We head out to the fields piled into three John Deer Gators – golf cart-like utility vehicles – with more than 20 flats, each containing 8 quart-sized containers that we pick directly into. Mrs. Stults gives us directions on where to pick and we begin. The berries at Stults truly aren’t mass-produced. I find berries of all shapes and sizes. As long as the berries are ripe and not rotting or covered in mud, I pick them. The girls sometimes chat about college and movies and boys as we move down the endless rows of berries, but mostly we work in silence, which is actually quite peaceful once you get good at picking.
After an hour or two the sun heats up the fields and we all pull off our sweatshirts. There are only two ways to pick strawberries: bent over, which kills your back, or squatting down, which kills your thighs – both ways kill your hamstrings. One interesting thing about working at Stults, though, is that there are no time standards, but we all understand that we are costing the farm money if we slack off, and we have too much pride in what we do to be the weakest link that day, so we all work hard.
After two to three hours of picking strawberries, we return to the barn to exchange the full flats for white buckets and cool off before heading out to the pea field. Bent over our row we rip pea pods off the fragile plants and throw them into the buckets until we reach our goal and can return to the barn. At this point we’re exhausted, sweaty and covered in mud, and Mrs. Stults usually calls it a day.
The same sort of pattern goes for the months to follow but with different produce. Raspberries ripen after strawberries, then blueberries, then blackberries, with green beans and tomatoes overlapping all of them. Occasionally we get assigned odd jobs like weeding or planting in the green house. I love the variety.

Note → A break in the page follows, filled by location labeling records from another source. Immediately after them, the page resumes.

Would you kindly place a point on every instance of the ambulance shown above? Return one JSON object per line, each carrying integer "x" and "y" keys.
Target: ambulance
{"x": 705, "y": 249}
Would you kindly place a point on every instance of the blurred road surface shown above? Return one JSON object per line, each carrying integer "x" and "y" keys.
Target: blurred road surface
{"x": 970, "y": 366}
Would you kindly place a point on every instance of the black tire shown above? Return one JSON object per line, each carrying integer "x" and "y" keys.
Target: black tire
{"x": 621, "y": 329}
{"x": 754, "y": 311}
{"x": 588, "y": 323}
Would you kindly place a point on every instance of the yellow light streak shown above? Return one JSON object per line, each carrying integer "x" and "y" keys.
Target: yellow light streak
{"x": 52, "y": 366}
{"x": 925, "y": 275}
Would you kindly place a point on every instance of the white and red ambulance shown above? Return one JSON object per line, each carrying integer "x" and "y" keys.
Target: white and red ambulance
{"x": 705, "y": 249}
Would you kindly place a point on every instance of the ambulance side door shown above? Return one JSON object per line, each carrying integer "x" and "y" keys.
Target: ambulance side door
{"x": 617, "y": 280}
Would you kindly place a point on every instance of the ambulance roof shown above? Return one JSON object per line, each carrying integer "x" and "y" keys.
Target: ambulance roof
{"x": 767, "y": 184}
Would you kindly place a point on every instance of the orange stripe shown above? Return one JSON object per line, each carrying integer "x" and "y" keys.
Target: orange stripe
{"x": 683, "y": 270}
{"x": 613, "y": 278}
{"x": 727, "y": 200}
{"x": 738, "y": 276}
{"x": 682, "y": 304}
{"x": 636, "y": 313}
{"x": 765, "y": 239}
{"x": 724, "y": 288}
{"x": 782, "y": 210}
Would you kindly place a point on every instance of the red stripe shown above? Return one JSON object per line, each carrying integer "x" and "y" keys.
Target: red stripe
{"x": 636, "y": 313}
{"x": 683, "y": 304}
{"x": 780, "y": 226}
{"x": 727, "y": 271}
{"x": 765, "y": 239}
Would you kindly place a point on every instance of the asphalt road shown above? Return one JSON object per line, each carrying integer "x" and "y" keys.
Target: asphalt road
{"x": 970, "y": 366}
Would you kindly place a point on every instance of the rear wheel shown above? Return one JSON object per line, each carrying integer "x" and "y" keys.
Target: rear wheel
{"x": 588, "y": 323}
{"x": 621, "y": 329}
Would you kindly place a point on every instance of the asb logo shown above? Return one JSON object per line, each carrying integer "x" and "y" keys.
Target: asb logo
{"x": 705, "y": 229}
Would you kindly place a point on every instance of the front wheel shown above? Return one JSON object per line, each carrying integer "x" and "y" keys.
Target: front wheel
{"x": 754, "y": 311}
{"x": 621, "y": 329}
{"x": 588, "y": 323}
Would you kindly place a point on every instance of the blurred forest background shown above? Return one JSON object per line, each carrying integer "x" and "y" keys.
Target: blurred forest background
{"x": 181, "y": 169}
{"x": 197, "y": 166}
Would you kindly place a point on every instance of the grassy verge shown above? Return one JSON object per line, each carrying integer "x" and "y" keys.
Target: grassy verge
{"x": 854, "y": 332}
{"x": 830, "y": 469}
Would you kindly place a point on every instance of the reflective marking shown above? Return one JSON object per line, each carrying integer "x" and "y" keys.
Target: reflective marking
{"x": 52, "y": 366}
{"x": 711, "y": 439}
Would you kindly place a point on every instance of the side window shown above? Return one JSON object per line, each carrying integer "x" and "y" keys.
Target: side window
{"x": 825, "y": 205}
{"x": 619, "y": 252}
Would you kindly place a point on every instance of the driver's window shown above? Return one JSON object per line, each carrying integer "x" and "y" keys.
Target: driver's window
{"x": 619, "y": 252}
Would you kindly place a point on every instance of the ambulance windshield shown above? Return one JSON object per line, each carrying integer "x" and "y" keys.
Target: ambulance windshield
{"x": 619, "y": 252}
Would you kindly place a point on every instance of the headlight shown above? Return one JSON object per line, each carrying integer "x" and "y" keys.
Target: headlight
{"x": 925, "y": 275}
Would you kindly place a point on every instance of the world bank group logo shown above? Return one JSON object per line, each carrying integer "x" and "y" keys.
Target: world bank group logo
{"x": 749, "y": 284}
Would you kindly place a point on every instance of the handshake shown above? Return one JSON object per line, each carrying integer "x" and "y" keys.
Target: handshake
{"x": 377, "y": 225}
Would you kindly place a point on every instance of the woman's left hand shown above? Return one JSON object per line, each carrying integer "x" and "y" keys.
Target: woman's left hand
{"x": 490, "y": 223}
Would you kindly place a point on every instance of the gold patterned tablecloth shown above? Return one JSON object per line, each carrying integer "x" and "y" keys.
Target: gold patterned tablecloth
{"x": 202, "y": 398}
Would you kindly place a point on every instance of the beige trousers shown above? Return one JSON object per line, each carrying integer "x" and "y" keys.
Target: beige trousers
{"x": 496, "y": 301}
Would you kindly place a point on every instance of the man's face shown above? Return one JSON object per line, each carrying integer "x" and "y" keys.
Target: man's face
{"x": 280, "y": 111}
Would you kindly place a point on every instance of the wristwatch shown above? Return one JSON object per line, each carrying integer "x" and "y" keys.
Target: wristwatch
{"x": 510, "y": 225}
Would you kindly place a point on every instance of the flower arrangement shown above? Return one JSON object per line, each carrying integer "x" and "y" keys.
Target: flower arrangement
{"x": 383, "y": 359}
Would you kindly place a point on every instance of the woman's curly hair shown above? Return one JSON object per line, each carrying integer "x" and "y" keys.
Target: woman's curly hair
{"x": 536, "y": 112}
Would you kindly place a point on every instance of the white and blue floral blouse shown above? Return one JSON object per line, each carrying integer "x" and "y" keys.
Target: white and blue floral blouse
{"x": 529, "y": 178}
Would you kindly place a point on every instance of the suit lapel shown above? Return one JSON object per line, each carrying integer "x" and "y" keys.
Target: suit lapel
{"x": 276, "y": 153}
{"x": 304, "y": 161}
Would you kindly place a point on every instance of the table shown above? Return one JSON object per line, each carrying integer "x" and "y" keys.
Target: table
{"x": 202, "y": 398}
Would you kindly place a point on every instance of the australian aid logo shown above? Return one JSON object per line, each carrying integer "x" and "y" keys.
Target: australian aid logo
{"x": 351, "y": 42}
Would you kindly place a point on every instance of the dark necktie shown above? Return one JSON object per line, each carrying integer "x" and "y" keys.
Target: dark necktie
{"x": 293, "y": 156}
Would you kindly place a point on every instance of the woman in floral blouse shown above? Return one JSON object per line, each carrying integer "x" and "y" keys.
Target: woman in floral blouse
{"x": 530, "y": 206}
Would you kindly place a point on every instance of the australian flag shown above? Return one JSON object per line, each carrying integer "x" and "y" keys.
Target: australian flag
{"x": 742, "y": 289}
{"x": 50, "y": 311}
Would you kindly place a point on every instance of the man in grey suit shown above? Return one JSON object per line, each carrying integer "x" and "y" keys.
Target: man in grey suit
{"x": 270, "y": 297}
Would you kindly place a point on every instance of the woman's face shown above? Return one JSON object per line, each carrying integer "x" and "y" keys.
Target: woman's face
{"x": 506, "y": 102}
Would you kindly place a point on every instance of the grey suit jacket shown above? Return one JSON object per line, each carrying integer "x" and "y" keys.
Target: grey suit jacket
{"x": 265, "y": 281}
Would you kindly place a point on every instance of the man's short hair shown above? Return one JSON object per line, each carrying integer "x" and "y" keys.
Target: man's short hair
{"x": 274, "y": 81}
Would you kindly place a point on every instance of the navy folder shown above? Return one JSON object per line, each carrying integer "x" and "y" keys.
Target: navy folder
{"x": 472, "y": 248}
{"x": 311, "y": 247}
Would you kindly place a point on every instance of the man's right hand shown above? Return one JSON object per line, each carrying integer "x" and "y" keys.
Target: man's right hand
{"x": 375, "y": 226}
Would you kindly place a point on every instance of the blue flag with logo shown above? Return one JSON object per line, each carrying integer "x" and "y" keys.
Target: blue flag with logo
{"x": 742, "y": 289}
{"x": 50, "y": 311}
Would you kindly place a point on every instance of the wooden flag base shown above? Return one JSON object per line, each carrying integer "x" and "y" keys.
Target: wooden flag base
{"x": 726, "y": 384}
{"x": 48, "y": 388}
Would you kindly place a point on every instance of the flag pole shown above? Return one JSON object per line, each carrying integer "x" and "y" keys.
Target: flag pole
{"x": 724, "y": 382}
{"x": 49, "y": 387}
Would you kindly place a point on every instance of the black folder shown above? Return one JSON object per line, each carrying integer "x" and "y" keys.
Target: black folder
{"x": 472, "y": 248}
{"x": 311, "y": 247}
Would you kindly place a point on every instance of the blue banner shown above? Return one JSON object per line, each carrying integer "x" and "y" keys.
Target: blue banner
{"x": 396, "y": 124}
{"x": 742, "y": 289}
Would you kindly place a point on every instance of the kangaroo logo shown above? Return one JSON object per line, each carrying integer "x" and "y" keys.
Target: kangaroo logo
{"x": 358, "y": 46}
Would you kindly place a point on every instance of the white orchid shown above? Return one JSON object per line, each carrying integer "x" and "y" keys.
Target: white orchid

Actually, I love just about everything about my job. The people who work there make me smile every morning. As time goes on you get used to the stress berry-picking puts on your body and it’s really nice that you can immediately see your work paying off as the flats of berries you picked pile up in the barn. Every day is interesting, whether it be because you find enormous spiders the size of your hand or enormous blueberries on the row that almost never bears fruit. I love working on the farm and being close to the land. It takes a special type of person to run a farm. You have to be hard-working and honest but also a crop-savvy business person. In my opinion, farming is the most important profession because, as it has been pointed out by many, no farms equals no food and without a steady food supply, no other job could exist.